/content-extractor

Extract content from text files using a filter

Primary LanguageTypeScriptGNU General Public License v3.0GPL-3.0

Content Extractor

Node module that takes a text file and splits it into 2 files based on a filter. The split is done at the level of an individual line in the file.

Usage

yarn add content-extractor

Example

Filtering a text file based on a alpha filter. The filter will be fed the text file a line at a time and make a decision about if it matches the criteria or not.

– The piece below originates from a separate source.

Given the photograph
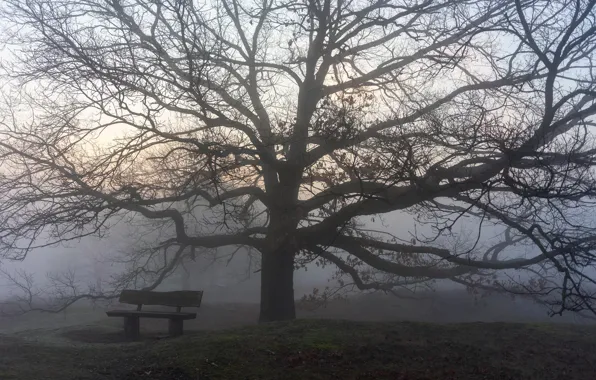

const languageExtractor = require('content-extractor');

const filter = languageExtractor.containsOnlyAlphaCharacters;

languageExtractor.extractContent(
  'input.txt',
  'alpha.txt',
  'everythingElse.txt',
  filter
);

Expected Input and Output

Input: input.txt

ABC
!!!

Apply containsOnlyAlphaCharacters filter

Output: alpha.txt

ABC

everythingElse.txt

!!!

Providing your own filter

A filter is a function that takes a string and returns a boolean. Typescript example:

const numberRegEx: RegExp = new RegExp(/[0-9]/, 'g');

const numberFilter = (s: string): boolean => {
  const chars = s.match(numberRegEx) || [];
  return chars.length === s.length;
};

Provided Filters

Persian Filter

  • The Persian language filter is based on the Unicode Range for Arabic Script. The API will not be able to filter on different languages if they both use Arabic characters

  • That a single line would not be expected to contain a mix of Persian and Non Persian and that the presence of Persian characters is an indicator of the line being in Persian

  • That a line that contains only numbers (Hindu-Arabic numerals) cannot be assumed to be Persian.

  • That latin punctuation used in Persian, e.g. full stops, should not be used as an indicator of Persian

Alpha Filter

  • Extracts text that contains only the characters a-z. It is not case sensitive and rejects text that contains whitespace.